Because of his father's failing eyesight, George took charge of the physical labor and growing management responsibilities of the Whittenburgs' MM Ranch, which accumulated 25,000 acres and over 3,000 cattle by 1920. In 1924 oil was discovered on the Whittenburg holdings. After the death of his wife in 1927, Whittenburg moved to Amarillo and rented rooms at the Amarillo Hotel. On October 19, 1936, Whittenburg died of injuries he received when the car in which he was riding collided with a freight train in Amarillo. He was buried in the Dreamland Cemetery in Canyon. The family's MM Cattle Company, headed by Roy Robert Whittenburg, still operated the ranch in Hutchinson County in 1986. One of his grandsons, S. B. Whittenburg, founded the Amarillo Times, which he merged with the Globe-News after buying an interest in the company in 1951.
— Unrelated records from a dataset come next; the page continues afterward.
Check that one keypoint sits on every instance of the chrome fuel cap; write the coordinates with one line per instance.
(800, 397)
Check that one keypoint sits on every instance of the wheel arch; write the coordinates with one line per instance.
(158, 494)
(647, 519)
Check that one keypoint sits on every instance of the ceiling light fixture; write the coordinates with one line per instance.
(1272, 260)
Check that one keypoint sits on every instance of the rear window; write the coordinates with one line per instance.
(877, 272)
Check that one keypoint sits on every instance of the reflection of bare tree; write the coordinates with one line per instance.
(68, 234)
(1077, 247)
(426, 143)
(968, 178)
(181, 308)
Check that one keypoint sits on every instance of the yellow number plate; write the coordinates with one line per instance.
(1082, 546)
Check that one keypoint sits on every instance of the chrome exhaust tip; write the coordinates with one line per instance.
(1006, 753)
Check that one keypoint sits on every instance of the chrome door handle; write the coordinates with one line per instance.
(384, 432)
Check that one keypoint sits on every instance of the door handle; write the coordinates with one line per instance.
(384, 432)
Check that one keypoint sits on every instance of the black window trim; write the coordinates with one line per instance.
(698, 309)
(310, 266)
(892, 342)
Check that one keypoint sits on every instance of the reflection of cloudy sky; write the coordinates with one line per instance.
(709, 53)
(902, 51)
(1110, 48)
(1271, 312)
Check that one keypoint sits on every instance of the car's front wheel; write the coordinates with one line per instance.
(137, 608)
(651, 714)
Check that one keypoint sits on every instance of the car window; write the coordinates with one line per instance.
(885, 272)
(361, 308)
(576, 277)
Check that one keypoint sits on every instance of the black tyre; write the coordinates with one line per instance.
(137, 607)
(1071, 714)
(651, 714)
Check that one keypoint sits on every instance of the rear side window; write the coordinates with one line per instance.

BIBLIOGRAPHY: Amarillo Daily News, October 20, 1936. Garland H. Bell, "Willis P. Hedgecoke," in Amarillo Genealogical Society, Texas Panhandle Forefathers, comp. Barbara C. Spray (Dallas: National ShareGraphics, 1983). Hutchinson County Historical Commission, History of Hutchinson County, Texas (Dallas: Taylor, 1980). John L. McCarty, Adobe Walls Bride (San Antonio: Naylor, 1955). Thomas Thompson, North of Palo Duro (Canyon, Texas: Staked Plains, 1984). Vertical Files, Barker Texas History Center, University of Texas at Austin.